KABUL — Two bombs targeted a group of lawmakers in northern Afghanistan today, killing at least 64 people, including five members of parliament, in the deadliest attack in the country since the fall of the Taliban in 2001, officials said.

The bombs exploded outside a sugar factory in the northern province of Baghlan as the lawmakers were about to enter. The twin blasts struck children, elders, and government officials who had gathered to greet the visiting delegation of 18 lawmakers from the lower house, officials said.

At least 64 people were killed, said a government minister who asked not to be identified because he was releasing information not yet made official. At least five members of parliament were among those killed, he said.

A lawmaker, Shukria Barakzai, said 18 of the 249 lower house parliamentarians had traveled to Baghlan province, and that 13 were dead or “in danger.”
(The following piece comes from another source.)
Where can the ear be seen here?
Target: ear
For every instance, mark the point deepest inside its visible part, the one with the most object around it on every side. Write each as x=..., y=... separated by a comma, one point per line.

Baghlan lies about 95 miles north of Kabul.

If the death toll is confirmed, the attack would be the deadliest in Afghanistan since the 2001 American-led invasion. Taliban bombers have killed regional governors in the past, but never have militants killed so many high-ranking officials in one attack.

In June, a bomb tore through a bus carrying police instructors in Kabul, killing 35 people.

A police official, Kamin Khan, said people “everywhere” were dead and wounded, including police, children, lawmakers, and officials from the Department of Agriculture.

Among the lawmakers killed was a former Afghan commerce minister and a powerful member of the Northern Alliance, Sayed Mustafa Kazimi, the lawmaker’s secretary, Ahmadi, said. Kazimi also served as the spokesman of the largest opposition group in Afghanistan, the National Front.

The northern Afghan region where the blast happened is known for tensions between the mainly ethnic Tajik government leadership and remnants of the militant group Hezb-i-Islami, whose fugitive leader Gulbuddin Hekmatyar, an ethnic Pashtun, is allied to Osama bin Laden and Al Qaeda but has denied organizational links.